Worked on where? You mean the PCI core indicating that a device is
private or not? Is that not indicated by guest-side TSM connection
state?

> > or an IOMMU can not host devices that do not all agree on whether DMA is
> > private or shared?
> 
> The hardware allows that via hardware-assisted vIOMMU and I/O page 
> tables in the guest with C-bit takes into accound by the IOMMU but the 
> software support is missing right now. So for this initial drop, vTOM is 
> used for DMA - this thing says "everything below <addr> is private, 
> above <addr> - shared" so nothing needs to bother with the C-bit, and in 
> my exercise I set the <addr> to the allowed maximum.
> 
> So each IOMMUFD instance in the VM is either "all private mappings" or 
> "all shared". Could be half/half by moving that <addr> :)

I thought existing use cases assume that the CC-VM can trigger page
conversions at will without regard to a vTOM concept? It would be nice
to have that address-map separation arrangement, has not that ship
already sailed?

[..]
> > Would the device not just launch in "shared" mode until it is later
> > converted to private? I am missing the detail of why passing the device
> > on the command line requires that private memory be mapped early.
> 
> A sequencing problem.
> 
> QEMU "realizes" a VFIO device, it creates an iommufd instance which 
> creates a domain and writes to a DTE (a IOMMU descriptor for PCI BDFn). 
> And DTE is not updated after than. For secure stuff, DTE needs to be 
> slightly different. So right then I tell IOMMUFD that it will handle 
> private memory.
> 
> Then, the same VFIO "realize" handler maps the guest memory in iommufd. 
> I use the same flag (well, pointer to kvm) in the iommufd pinning code, 
> private memory is pinned and mapped (and related page state change 
> happens as the guest memory is made guest-owned in RMP).
> 
> QEMU goes to machine_reset() and calls "SNP LAUNCH UPDATE" (the actual 
> place changed recenly, huh) and the latter will measure the guest and 
> try making all guest memory private but it already happened => error.
> 
> I think I have to decouple the pinning and the IOMMU/DTE setting.
> 
> > That said, the implication that private device assignment requires
> > hotplug events is a useful property.
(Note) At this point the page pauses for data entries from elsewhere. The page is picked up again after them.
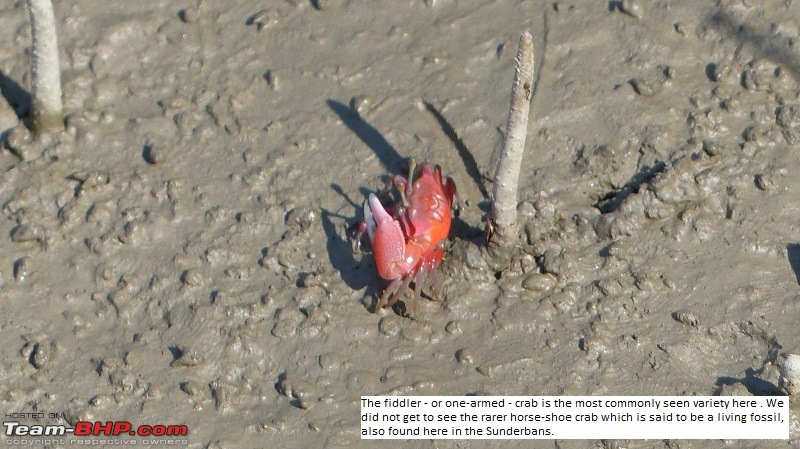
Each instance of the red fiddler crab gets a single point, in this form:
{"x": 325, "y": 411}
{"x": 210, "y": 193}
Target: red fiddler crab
{"x": 408, "y": 237}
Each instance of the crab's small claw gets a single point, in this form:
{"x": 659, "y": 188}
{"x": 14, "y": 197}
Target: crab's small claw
{"x": 393, "y": 257}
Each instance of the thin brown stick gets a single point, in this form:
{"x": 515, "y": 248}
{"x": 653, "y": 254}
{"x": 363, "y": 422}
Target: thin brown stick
{"x": 47, "y": 108}
{"x": 506, "y": 179}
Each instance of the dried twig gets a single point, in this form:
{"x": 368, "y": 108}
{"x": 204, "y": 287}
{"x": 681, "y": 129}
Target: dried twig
{"x": 506, "y": 179}
{"x": 47, "y": 108}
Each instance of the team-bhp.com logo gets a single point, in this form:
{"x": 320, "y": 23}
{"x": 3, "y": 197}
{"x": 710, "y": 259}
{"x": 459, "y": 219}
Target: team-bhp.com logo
{"x": 97, "y": 428}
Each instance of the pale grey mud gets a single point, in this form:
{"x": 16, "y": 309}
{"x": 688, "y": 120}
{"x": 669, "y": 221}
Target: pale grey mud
{"x": 180, "y": 253}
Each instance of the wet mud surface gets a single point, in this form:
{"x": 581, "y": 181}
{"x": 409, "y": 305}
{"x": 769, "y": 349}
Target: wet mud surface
{"x": 180, "y": 254}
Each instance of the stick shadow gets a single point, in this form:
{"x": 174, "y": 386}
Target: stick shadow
{"x": 793, "y": 254}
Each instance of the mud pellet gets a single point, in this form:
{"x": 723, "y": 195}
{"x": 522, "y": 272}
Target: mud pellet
{"x": 26, "y": 233}
{"x": 273, "y": 79}
{"x": 361, "y": 104}
{"x": 643, "y": 87}
{"x": 22, "y": 269}
{"x": 40, "y": 356}
{"x": 453, "y": 327}
{"x": 465, "y": 357}
{"x": 539, "y": 282}
{"x": 154, "y": 154}
{"x": 632, "y": 8}
{"x": 790, "y": 376}
{"x": 101, "y": 401}
{"x": 686, "y": 317}
{"x": 266, "y": 18}
{"x": 192, "y": 388}
{"x": 191, "y": 14}
{"x": 192, "y": 277}
{"x": 711, "y": 148}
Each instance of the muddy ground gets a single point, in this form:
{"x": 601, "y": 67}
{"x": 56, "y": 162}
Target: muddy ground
{"x": 180, "y": 253}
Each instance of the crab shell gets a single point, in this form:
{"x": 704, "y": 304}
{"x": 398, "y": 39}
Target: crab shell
{"x": 407, "y": 239}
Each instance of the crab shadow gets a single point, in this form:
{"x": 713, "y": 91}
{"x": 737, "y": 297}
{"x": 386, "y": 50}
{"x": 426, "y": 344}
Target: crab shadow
{"x": 387, "y": 154}
{"x": 356, "y": 274}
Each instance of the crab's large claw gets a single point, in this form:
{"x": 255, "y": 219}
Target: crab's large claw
{"x": 393, "y": 257}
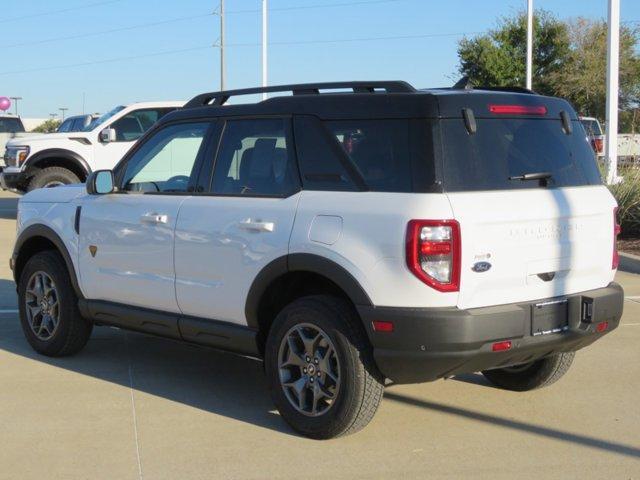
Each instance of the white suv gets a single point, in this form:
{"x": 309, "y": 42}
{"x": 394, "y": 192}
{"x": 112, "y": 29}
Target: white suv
{"x": 346, "y": 238}
{"x": 64, "y": 158}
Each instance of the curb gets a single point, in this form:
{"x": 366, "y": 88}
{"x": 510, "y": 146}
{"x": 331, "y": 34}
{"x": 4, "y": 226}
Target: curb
{"x": 629, "y": 263}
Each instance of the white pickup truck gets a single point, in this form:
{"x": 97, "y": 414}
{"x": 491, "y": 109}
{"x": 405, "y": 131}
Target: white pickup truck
{"x": 64, "y": 158}
{"x": 11, "y": 127}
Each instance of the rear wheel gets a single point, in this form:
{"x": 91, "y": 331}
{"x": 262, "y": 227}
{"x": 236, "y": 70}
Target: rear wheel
{"x": 530, "y": 376}
{"x": 48, "y": 305}
{"x": 320, "y": 370}
{"x": 52, "y": 177}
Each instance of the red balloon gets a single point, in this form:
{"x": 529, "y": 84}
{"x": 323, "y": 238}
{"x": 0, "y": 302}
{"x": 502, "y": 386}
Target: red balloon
{"x": 5, "y": 104}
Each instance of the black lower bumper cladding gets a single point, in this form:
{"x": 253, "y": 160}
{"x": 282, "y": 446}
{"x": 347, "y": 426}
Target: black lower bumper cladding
{"x": 431, "y": 343}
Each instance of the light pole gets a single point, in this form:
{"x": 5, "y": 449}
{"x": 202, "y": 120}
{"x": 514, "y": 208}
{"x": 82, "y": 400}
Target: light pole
{"x": 15, "y": 102}
{"x": 613, "y": 61}
{"x": 529, "y": 43}
{"x": 222, "y": 63}
{"x": 264, "y": 45}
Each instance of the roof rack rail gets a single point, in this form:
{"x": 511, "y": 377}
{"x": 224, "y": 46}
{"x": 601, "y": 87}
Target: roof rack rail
{"x": 465, "y": 84}
{"x": 508, "y": 89}
{"x": 220, "y": 98}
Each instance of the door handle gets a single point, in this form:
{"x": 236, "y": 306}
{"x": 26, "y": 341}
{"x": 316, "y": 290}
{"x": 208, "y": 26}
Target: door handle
{"x": 154, "y": 218}
{"x": 256, "y": 226}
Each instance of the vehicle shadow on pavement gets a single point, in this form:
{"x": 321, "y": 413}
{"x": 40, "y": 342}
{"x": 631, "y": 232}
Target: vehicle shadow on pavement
{"x": 203, "y": 378}
{"x": 8, "y": 208}
{"x": 547, "y": 432}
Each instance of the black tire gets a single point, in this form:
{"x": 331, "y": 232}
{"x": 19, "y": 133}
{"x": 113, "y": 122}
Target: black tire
{"x": 73, "y": 331}
{"x": 52, "y": 176}
{"x": 360, "y": 385}
{"x": 538, "y": 374}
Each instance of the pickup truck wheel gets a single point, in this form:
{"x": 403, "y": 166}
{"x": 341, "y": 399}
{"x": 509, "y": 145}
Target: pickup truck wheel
{"x": 52, "y": 177}
{"x": 538, "y": 374}
{"x": 48, "y": 306}
{"x": 320, "y": 369}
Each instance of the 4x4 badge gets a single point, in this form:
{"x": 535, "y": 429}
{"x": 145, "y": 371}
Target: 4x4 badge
{"x": 480, "y": 267}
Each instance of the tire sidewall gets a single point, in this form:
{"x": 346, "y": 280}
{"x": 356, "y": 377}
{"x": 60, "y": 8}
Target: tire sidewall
{"x": 351, "y": 382}
{"x": 51, "y": 264}
{"x": 41, "y": 178}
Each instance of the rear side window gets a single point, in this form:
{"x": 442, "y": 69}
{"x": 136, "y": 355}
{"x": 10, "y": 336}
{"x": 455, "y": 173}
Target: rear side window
{"x": 509, "y": 147}
{"x": 134, "y": 124}
{"x": 255, "y": 158}
{"x": 379, "y": 149}
{"x": 380, "y": 155}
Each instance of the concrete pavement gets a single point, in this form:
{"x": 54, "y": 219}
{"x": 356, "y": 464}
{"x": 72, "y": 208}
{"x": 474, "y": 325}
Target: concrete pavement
{"x": 131, "y": 407}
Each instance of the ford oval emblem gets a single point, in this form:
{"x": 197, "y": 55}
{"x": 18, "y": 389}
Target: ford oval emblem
{"x": 480, "y": 267}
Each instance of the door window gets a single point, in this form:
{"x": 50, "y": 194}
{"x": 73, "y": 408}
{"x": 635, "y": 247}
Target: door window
{"x": 165, "y": 163}
{"x": 134, "y": 124}
{"x": 255, "y": 158}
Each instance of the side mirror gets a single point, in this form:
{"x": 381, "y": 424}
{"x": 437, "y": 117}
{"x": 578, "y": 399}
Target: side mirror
{"x": 108, "y": 135}
{"x": 100, "y": 182}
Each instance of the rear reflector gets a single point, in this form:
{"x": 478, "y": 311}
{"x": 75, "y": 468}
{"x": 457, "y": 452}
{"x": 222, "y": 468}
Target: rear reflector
{"x": 382, "y": 326}
{"x": 518, "y": 109}
{"x": 501, "y": 346}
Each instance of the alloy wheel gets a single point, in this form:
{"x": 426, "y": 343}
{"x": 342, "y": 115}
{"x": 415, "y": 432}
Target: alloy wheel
{"x": 309, "y": 369}
{"x": 42, "y": 305}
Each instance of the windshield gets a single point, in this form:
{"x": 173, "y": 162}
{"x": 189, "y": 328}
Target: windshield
{"x": 503, "y": 149}
{"x": 103, "y": 118}
{"x": 10, "y": 125}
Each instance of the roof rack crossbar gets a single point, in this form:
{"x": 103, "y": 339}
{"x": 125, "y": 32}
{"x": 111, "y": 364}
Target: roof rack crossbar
{"x": 220, "y": 98}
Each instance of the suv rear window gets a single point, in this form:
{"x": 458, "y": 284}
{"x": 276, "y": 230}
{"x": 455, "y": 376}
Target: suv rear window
{"x": 503, "y": 148}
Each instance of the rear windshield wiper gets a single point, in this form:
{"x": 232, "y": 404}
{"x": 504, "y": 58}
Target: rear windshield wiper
{"x": 532, "y": 176}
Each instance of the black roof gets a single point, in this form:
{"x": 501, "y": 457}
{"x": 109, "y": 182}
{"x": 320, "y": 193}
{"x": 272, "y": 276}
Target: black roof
{"x": 391, "y": 99}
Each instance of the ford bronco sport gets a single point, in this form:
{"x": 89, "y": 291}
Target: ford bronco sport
{"x": 349, "y": 235}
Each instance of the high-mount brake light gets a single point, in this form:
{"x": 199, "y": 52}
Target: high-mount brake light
{"x": 433, "y": 253}
{"x": 518, "y": 109}
{"x": 616, "y": 231}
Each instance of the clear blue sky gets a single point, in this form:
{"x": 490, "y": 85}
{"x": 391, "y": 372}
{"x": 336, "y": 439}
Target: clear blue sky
{"x": 28, "y": 60}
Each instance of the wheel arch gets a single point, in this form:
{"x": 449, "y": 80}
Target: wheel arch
{"x": 37, "y": 238}
{"x": 292, "y": 276}
{"x": 62, "y": 158}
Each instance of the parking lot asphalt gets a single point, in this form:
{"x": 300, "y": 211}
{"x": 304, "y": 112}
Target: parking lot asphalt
{"x": 131, "y": 406}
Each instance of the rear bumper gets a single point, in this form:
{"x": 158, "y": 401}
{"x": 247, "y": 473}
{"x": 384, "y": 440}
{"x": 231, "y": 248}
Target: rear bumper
{"x": 431, "y": 343}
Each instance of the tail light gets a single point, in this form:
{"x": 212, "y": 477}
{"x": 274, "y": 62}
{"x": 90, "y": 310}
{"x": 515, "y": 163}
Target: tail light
{"x": 616, "y": 231}
{"x": 433, "y": 253}
{"x": 597, "y": 145}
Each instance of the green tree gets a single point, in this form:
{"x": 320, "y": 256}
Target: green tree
{"x": 48, "y": 126}
{"x": 498, "y": 58}
{"x": 583, "y": 79}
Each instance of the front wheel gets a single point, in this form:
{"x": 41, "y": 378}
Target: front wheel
{"x": 530, "y": 376}
{"x": 52, "y": 177}
{"x": 49, "y": 313}
{"x": 320, "y": 370}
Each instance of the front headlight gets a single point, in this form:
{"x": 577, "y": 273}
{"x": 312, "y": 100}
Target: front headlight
{"x": 15, "y": 156}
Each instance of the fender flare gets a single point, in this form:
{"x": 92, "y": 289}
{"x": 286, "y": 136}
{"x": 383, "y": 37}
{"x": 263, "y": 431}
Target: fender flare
{"x": 302, "y": 262}
{"x": 48, "y": 233}
{"x": 58, "y": 153}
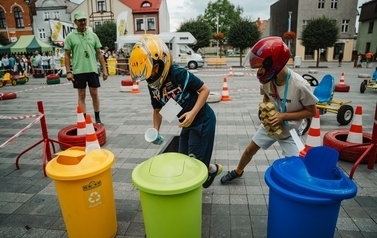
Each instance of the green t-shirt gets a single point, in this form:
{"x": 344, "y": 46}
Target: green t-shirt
{"x": 78, "y": 44}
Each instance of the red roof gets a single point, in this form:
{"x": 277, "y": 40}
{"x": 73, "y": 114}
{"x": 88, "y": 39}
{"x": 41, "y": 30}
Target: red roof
{"x": 136, "y": 5}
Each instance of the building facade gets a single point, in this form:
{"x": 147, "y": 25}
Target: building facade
{"x": 295, "y": 14}
{"x": 15, "y": 19}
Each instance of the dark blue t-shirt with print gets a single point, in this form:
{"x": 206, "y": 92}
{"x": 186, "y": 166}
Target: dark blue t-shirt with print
{"x": 175, "y": 83}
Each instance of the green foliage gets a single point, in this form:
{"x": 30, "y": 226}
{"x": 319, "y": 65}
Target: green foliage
{"x": 199, "y": 29}
{"x": 107, "y": 34}
{"x": 4, "y": 40}
{"x": 320, "y": 33}
{"x": 226, "y": 12}
{"x": 243, "y": 34}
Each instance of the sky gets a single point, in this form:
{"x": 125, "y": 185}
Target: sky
{"x": 182, "y": 10}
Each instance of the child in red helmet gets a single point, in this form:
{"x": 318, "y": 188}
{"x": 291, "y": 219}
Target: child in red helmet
{"x": 291, "y": 94}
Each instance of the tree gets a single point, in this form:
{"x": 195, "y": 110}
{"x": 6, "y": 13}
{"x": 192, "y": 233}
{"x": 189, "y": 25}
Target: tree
{"x": 243, "y": 34}
{"x": 107, "y": 34}
{"x": 320, "y": 33}
{"x": 221, "y": 14}
{"x": 199, "y": 29}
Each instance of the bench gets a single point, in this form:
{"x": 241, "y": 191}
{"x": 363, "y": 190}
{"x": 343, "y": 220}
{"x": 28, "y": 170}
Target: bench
{"x": 216, "y": 61}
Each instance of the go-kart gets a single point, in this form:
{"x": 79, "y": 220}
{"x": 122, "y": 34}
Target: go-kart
{"x": 311, "y": 80}
{"x": 11, "y": 77}
{"x": 368, "y": 84}
{"x": 324, "y": 92}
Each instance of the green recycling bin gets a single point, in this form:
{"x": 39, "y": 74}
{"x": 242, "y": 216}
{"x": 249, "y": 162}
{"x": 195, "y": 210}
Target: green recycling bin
{"x": 84, "y": 187}
{"x": 170, "y": 186}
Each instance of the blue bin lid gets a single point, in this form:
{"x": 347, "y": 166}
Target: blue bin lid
{"x": 292, "y": 174}
{"x": 169, "y": 174}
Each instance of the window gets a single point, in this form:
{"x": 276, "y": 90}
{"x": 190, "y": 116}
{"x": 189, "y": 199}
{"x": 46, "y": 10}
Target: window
{"x": 334, "y": 4}
{"x": 146, "y": 4}
{"x": 3, "y": 23}
{"x": 370, "y": 28}
{"x": 345, "y": 26}
{"x": 101, "y": 6}
{"x": 321, "y": 4}
{"x": 139, "y": 24}
{"x": 151, "y": 23}
{"x": 42, "y": 33}
{"x": 56, "y": 15}
{"x": 18, "y": 18}
{"x": 46, "y": 15}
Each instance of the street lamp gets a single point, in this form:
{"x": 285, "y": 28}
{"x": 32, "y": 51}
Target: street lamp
{"x": 217, "y": 32}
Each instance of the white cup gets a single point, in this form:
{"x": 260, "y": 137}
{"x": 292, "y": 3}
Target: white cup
{"x": 151, "y": 135}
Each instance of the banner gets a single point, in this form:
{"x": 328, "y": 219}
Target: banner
{"x": 60, "y": 30}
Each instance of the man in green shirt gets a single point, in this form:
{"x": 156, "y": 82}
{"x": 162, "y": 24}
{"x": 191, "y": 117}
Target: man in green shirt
{"x": 82, "y": 48}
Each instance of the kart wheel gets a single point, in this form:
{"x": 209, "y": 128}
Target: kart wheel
{"x": 363, "y": 86}
{"x": 305, "y": 125}
{"x": 337, "y": 139}
{"x": 345, "y": 114}
{"x": 311, "y": 80}
{"x": 69, "y": 136}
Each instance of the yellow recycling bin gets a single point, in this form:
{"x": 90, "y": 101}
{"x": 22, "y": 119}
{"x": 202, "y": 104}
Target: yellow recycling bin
{"x": 84, "y": 187}
{"x": 111, "y": 66}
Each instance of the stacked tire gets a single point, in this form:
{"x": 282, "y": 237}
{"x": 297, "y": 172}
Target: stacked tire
{"x": 53, "y": 79}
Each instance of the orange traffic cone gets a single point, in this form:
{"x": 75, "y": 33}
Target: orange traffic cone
{"x": 91, "y": 141}
{"x": 81, "y": 124}
{"x": 135, "y": 88}
{"x": 314, "y": 136}
{"x": 355, "y": 135}
{"x": 225, "y": 92}
{"x": 230, "y": 72}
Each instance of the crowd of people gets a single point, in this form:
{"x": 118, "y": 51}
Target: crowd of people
{"x": 46, "y": 63}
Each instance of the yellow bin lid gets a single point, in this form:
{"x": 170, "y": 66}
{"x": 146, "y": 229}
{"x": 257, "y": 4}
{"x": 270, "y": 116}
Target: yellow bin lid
{"x": 169, "y": 174}
{"x": 74, "y": 163}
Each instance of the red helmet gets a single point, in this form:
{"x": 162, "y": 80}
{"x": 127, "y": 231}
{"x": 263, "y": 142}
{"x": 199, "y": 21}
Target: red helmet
{"x": 270, "y": 53}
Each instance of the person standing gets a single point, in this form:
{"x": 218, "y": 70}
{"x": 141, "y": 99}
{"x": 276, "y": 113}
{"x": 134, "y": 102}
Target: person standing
{"x": 340, "y": 58}
{"x": 178, "y": 92}
{"x": 83, "y": 48}
{"x": 290, "y": 93}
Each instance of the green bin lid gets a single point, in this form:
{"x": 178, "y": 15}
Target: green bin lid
{"x": 75, "y": 163}
{"x": 169, "y": 174}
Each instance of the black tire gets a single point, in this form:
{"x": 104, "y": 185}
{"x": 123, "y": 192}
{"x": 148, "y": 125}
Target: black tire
{"x": 192, "y": 65}
{"x": 345, "y": 115}
{"x": 311, "y": 80}
{"x": 363, "y": 86}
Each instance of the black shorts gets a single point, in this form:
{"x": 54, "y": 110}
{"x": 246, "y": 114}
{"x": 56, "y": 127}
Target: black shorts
{"x": 81, "y": 80}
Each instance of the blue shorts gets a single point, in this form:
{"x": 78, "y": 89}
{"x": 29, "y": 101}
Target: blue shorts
{"x": 264, "y": 141}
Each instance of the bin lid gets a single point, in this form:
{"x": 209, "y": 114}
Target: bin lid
{"x": 74, "y": 163}
{"x": 169, "y": 174}
{"x": 292, "y": 174}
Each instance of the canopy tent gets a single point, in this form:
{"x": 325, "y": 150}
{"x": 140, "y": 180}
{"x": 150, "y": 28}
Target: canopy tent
{"x": 26, "y": 44}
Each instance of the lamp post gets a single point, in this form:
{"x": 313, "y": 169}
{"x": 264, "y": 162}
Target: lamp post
{"x": 217, "y": 32}
{"x": 289, "y": 28}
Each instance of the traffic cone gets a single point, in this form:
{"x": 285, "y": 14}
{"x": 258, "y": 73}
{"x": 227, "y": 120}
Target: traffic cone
{"x": 341, "y": 81}
{"x": 81, "y": 124}
{"x": 230, "y": 72}
{"x": 314, "y": 135}
{"x": 225, "y": 92}
{"x": 135, "y": 88}
{"x": 91, "y": 141}
{"x": 355, "y": 135}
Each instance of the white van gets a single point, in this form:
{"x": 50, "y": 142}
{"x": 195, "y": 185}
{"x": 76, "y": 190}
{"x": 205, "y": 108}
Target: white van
{"x": 178, "y": 43}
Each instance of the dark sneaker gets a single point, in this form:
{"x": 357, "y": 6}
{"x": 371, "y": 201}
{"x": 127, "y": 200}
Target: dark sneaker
{"x": 212, "y": 176}
{"x": 98, "y": 121}
{"x": 230, "y": 176}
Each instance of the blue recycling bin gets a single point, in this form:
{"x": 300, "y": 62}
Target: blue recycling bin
{"x": 305, "y": 195}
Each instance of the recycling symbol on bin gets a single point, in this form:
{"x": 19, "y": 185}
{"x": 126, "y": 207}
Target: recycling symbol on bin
{"x": 94, "y": 197}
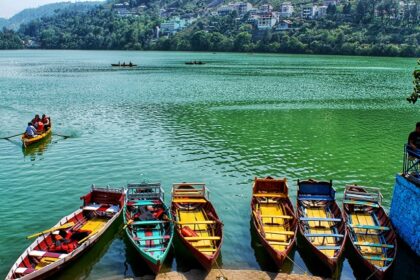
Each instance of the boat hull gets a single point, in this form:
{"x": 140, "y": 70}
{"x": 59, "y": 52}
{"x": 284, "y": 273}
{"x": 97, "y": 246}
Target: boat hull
{"x": 29, "y": 141}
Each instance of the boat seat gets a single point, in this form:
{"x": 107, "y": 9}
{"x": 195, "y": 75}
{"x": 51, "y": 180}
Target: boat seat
{"x": 142, "y": 223}
{"x": 328, "y": 247}
{"x": 196, "y": 222}
{"x": 319, "y": 219}
{"x": 36, "y": 253}
{"x": 24, "y": 270}
{"x": 151, "y": 238}
{"x": 290, "y": 233}
{"x": 379, "y": 245}
{"x": 275, "y": 195}
{"x": 277, "y": 217}
{"x": 368, "y": 227}
{"x": 363, "y": 203}
{"x": 324, "y": 235}
{"x": 189, "y": 200}
{"x": 376, "y": 258}
{"x": 198, "y": 238}
{"x": 315, "y": 197}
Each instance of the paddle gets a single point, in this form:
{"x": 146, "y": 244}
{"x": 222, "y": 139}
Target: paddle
{"x": 67, "y": 225}
{"x": 5, "y": 138}
{"x": 65, "y": 136}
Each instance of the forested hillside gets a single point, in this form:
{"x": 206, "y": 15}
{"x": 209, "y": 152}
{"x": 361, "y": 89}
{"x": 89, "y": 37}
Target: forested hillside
{"x": 360, "y": 27}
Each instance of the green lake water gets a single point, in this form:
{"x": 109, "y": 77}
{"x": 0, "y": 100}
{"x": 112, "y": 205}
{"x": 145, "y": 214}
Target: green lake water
{"x": 222, "y": 123}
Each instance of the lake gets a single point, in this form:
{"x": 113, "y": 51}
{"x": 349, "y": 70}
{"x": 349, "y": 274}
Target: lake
{"x": 222, "y": 123}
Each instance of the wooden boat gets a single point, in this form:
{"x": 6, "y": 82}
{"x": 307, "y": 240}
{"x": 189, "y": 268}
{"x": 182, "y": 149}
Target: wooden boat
{"x": 196, "y": 222}
{"x": 149, "y": 223}
{"x": 29, "y": 141}
{"x": 321, "y": 223}
{"x": 273, "y": 217}
{"x": 370, "y": 231}
{"x": 123, "y": 64}
{"x": 71, "y": 236}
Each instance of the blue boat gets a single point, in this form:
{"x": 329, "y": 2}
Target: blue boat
{"x": 148, "y": 223}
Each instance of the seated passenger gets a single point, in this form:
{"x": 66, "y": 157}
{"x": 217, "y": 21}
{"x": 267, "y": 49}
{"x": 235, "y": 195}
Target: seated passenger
{"x": 46, "y": 121}
{"x": 30, "y": 131}
{"x": 414, "y": 139}
{"x": 35, "y": 120}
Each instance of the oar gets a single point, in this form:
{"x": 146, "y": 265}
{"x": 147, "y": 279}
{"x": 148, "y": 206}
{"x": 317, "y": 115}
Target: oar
{"x": 5, "y": 138}
{"x": 51, "y": 229}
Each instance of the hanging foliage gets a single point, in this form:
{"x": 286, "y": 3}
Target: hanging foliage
{"x": 416, "y": 91}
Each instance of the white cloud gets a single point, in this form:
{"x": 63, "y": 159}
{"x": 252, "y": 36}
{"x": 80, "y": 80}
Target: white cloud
{"x": 8, "y": 8}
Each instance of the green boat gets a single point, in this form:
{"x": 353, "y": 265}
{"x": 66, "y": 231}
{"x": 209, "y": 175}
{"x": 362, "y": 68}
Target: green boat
{"x": 148, "y": 223}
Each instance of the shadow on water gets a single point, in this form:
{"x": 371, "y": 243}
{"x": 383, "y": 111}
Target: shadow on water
{"x": 135, "y": 266}
{"x": 85, "y": 263}
{"x": 314, "y": 265}
{"x": 264, "y": 260}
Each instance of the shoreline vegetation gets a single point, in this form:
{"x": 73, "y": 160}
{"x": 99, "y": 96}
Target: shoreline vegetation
{"x": 361, "y": 27}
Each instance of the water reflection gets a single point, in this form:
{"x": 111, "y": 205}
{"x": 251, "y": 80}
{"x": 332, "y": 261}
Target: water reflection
{"x": 36, "y": 150}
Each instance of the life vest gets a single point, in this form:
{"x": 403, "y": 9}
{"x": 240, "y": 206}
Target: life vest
{"x": 188, "y": 232}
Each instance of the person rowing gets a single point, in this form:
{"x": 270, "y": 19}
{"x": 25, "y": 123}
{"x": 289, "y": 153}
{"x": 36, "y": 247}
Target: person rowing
{"x": 30, "y": 131}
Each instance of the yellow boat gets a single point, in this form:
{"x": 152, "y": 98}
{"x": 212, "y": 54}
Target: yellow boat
{"x": 28, "y": 141}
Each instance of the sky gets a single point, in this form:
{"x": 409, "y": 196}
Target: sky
{"x": 8, "y": 8}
This matches nicely with initial
> > thoughts that device conversion events are violent and might as well be
> > unplug/replug events to match all the assumptions around what needs to
> > be updated.
> 
> For the initial drop, I tell QEMU via "-device vfio-pci,x-tio=true" that 
> it is going to be private so there should be no massive conversion.

That's a SEV-TIO RFC-specific hack, or a proposal?

An approach that aligns more closely with the VFIO operational model,
where it maps and waits for guest faults / usages, is that QEMU would be
told that the device is "bind capable", because the host is not in a
position to assume how the guest will use the device. A "bind capable"
device operates in shared mode unless and until the guest triggers
private conversion.

> >> This requires the BME hack as MMIO and
> > 
> > Not sure what the "BME hack" is, I guess this is foreshadowing for later
> > in this story.
>  >
> >> BusMaster enable bits cannot be 0 after MMIO
> >> validation is done
> > 
> > It would be useful to call out what is a TDISP requirement, vs
> > device-specific DSM vs host-specific TSM requirement. In this case I
> > assume you are referring to PCI 6.2 11.2.6 where it notes that TDIs must
> 
> Oh there is 6.2 already.
> 
> > enter the TDISP ERROR state if BME is cleared after the device is
> > locked?
> > 
> > ...but this begs the question of whether it needs to be avoided outright
> 
> Well, besides a couple of avoidable places (like testing INTx support 
> which we know is not going to work on VFs anyway), a standard driver 
> enables MSE first (and the value for the command register does not have 
> 1 for BME) and only then BME. TBH I do not think writing BME=0 when 
> BME=0 already is "clearing" but my test device disagrees.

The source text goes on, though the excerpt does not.